Hacker News

I don’t think this is the right way to see this.

Why should a file backup solution adapt to work with git? Or any application? It should not try to understand what a git object is.

I’m paying to copy files from a folder to their servers just do that. No matter what the file is. Stay at the filesystem level not the application level.

noirscape 10 hours ago [ - ]

I'm not saying Backblaze should adapt to git; the issue isn't application related (besides git being badly configured by default; there's a solution with git gc, it's just that git gc basically never runs).

It's that to back up a folder on a filesystem, you need to traverse that folder and check every file in that folder to see if it's changed. Most filesystem tools usually assume a fairly low file count for these operations.

Git, rather unusually, tends to produce a lot of files in regular use; before packing, every commit/object/branch is simply stored as a file on the filesystem (branches only as pointers).
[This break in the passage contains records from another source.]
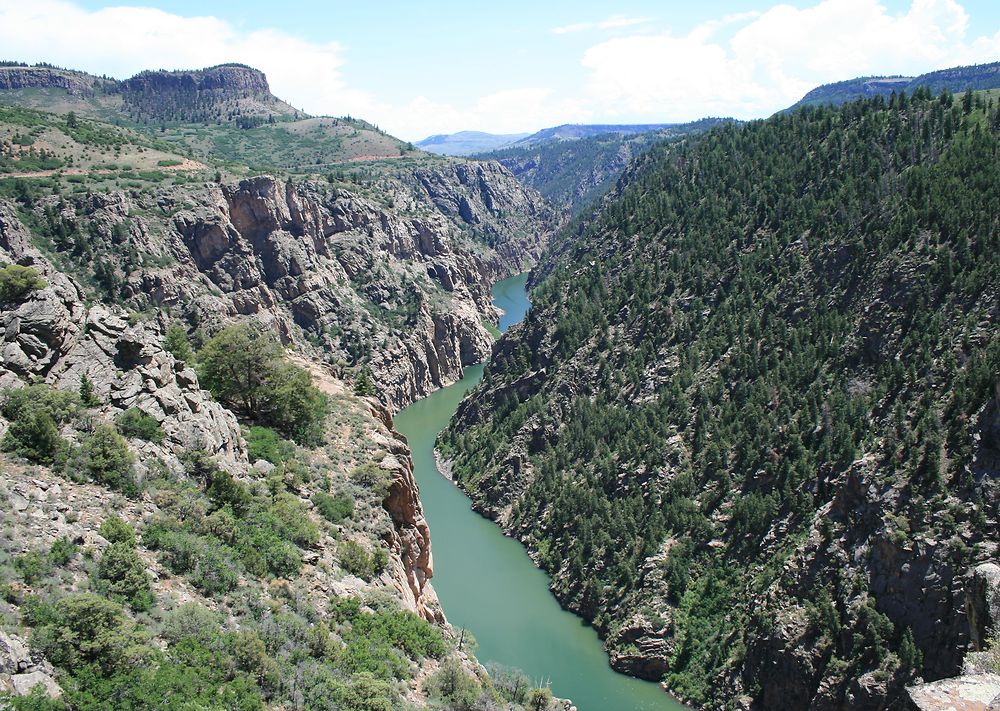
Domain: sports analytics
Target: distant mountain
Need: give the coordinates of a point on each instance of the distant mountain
(571, 165)
(956, 79)
(466, 143)
(574, 131)
(230, 93)
(223, 113)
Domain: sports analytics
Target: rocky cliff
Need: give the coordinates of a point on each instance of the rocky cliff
(402, 291)
(54, 335)
(232, 79)
(750, 423)
(74, 83)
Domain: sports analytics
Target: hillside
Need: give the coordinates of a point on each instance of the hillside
(955, 80)
(466, 143)
(173, 529)
(574, 165)
(751, 425)
(224, 114)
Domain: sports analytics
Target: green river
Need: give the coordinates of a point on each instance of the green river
(487, 583)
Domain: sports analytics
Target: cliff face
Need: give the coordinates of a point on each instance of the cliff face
(227, 78)
(752, 432)
(75, 83)
(402, 291)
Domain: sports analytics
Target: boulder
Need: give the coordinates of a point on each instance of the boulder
(978, 692)
(983, 604)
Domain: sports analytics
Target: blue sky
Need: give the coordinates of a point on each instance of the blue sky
(421, 68)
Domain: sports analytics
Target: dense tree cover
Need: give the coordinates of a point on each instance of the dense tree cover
(753, 313)
(246, 369)
(17, 281)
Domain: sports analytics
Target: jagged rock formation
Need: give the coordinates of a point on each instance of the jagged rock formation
(403, 291)
(53, 337)
(21, 671)
(978, 692)
(572, 166)
(74, 83)
(228, 78)
(954, 79)
(227, 92)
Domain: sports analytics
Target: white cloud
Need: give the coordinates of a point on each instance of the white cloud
(121, 41)
(745, 65)
(772, 58)
(612, 23)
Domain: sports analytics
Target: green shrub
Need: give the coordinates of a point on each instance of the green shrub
(122, 577)
(208, 565)
(136, 423)
(539, 699)
(62, 551)
(353, 558)
(176, 342)
(107, 460)
(32, 566)
(37, 700)
(455, 686)
(191, 621)
(86, 628)
(116, 530)
(334, 509)
(88, 396)
(35, 413)
(17, 281)
(265, 443)
(246, 369)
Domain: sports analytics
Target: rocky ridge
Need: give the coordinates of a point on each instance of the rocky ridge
(334, 272)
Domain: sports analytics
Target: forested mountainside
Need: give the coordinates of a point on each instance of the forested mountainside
(955, 79)
(752, 423)
(573, 171)
(224, 114)
(202, 499)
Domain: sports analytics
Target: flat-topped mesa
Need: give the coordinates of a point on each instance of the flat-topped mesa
(225, 78)
(225, 92)
(24, 77)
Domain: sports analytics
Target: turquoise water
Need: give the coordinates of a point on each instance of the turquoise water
(487, 583)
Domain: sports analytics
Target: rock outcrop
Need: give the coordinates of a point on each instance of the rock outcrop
(404, 292)
(832, 504)
(52, 336)
(978, 692)
(75, 83)
(233, 79)
(21, 670)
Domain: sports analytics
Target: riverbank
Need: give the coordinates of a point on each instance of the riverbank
(487, 583)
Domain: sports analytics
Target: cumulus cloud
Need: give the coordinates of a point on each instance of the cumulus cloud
(612, 23)
(764, 62)
(121, 41)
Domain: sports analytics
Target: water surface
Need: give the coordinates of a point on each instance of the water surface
(487, 583)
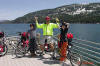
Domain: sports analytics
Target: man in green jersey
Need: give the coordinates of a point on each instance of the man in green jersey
(47, 30)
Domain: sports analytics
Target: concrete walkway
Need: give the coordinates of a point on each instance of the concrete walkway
(9, 60)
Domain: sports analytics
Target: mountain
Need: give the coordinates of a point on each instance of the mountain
(5, 21)
(74, 13)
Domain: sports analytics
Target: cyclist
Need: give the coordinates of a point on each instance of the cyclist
(47, 30)
(32, 42)
(63, 40)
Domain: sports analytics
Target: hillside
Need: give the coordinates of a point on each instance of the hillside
(74, 13)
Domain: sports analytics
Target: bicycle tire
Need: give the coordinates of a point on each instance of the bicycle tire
(5, 52)
(20, 51)
(75, 59)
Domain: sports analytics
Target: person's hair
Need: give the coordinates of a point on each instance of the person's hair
(64, 24)
(33, 25)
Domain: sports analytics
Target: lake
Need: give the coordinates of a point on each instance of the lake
(89, 32)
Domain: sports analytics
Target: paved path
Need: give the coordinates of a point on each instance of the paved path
(9, 60)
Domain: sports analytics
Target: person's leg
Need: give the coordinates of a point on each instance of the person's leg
(63, 51)
(32, 47)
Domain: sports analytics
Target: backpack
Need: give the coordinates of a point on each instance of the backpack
(69, 35)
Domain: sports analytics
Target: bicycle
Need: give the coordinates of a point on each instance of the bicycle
(3, 46)
(45, 48)
(22, 47)
(74, 58)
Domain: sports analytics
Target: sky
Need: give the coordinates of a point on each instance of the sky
(12, 9)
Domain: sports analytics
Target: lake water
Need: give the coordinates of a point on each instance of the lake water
(89, 32)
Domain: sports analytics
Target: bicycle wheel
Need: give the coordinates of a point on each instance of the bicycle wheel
(75, 59)
(38, 50)
(5, 49)
(20, 51)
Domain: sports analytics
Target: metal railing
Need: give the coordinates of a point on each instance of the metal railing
(87, 50)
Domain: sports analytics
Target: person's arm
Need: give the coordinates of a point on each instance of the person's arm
(38, 25)
(56, 25)
(68, 25)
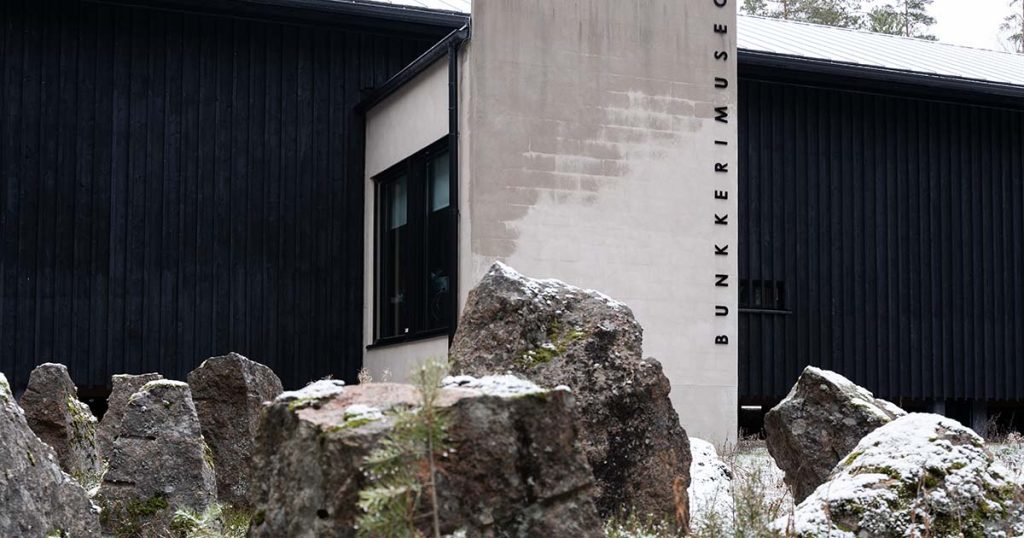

Packing fixes that by compressing commit and object files together, but it's not done by default (only after an initial clone or when the garbage collector runs). Iterating over a .git folder can take a lot of time in a place that's typically not very well optimized (since most "normal" people don't have thousands of tiny files in their folders that contain sprawled out application state.)

The correct solution here is either for git to change, or for Backblaze to implement better iteration logic (which will probably require special handling for git..., so it'd be more "correct" to fix up git, since Backblaze's tools aren't the only ones with this problem.)

masfuerte 9 hours ago [ - ]

7za (the compression app) does blazingly fast iteration over any kind of folder. This doesn't require special code for git. Backblaze's backup app could do the same but rather than fix their code they excluded .git folders.

When I backup my computer the .git folders are among the most important things on there. Most of my personal projects aren't pushed to github or anywhere else.

Fortunately I don't use Backblaze. I guess the moral is don't use a backup solution where the vendor has an incentive to exclude things.

toast0 4 hours ago [ - ]

IMHO, you can't do blazingly fast iteration over folders with small files in Windows, because every open is hooked by the anti-virus, and there goes your performance.

noirscape an hour ago [ - ]

Not just antivirus, there's also file locking.

Windows has a much harsher approach to file locking than Linux and backup software like BackBlaze absolutely should be making use of it (lest they back up files that are being modified while they back them up), but that also means that the software effectively has to ask the OS each time to lock the file, then release the lock when the software is done with it. With a large amount of files, that does stack up.

Linux file locking is to put it mildly, deficient. Most software doesn't even bother acquiring locks in the first place. Piling further onto that, basically nobody actually uses POSIX locks because the API has some very heavy footguns (most notably, every lock on a file is released whenever any close() for that file is called, even if another component of the same process is also having a second lock open). Most Linux file locks instead work on the honor system; you create a file called filename.lock in the same directory as the file you're working on, and then any software that detects the filename.lock file exists should stop reading the file.

Nobody using file locks is probably the bigger reason why Linux chokes less on fast iteration than Windows, given that Windows is slow with loads of files even when you aren't running a virus scanner.

NetMageSCW 7 hours ago [ - ]

Actually once the initial backup is done there is no reason to scan for changes. They can just use a Windows service that tells them when any file is modified or created and add that file to their backup list.

Saris 8 hours ago [ - ]

Backblaze offers 'unlimited' backup space, so they have to do this kind of thing as a result of that poor marketing choice.

adithyassekhar 2 hours ago [ - ]

If they must scam, shouldn’t they be deduplicating on the server rather than the client?

conductr 6 hours ago [ - ]

No they don’t. They just have to price the product to reflect changing user patterns. When backblaze started, it was simply “we back up all the files on your drive” they didn’t even have a restore feature that was your job when you needed it. Over time they realized some user behavior changed, these Cloud drives where a huge data source they hadn’t priced in, git gave them some problems that they didn’t factor in, etc. The issue is there solution to dealing with it is to exclude it and that means they’re now a half baked solution to many of their users, they should have just changed the pricing and supported the backup solution people need today.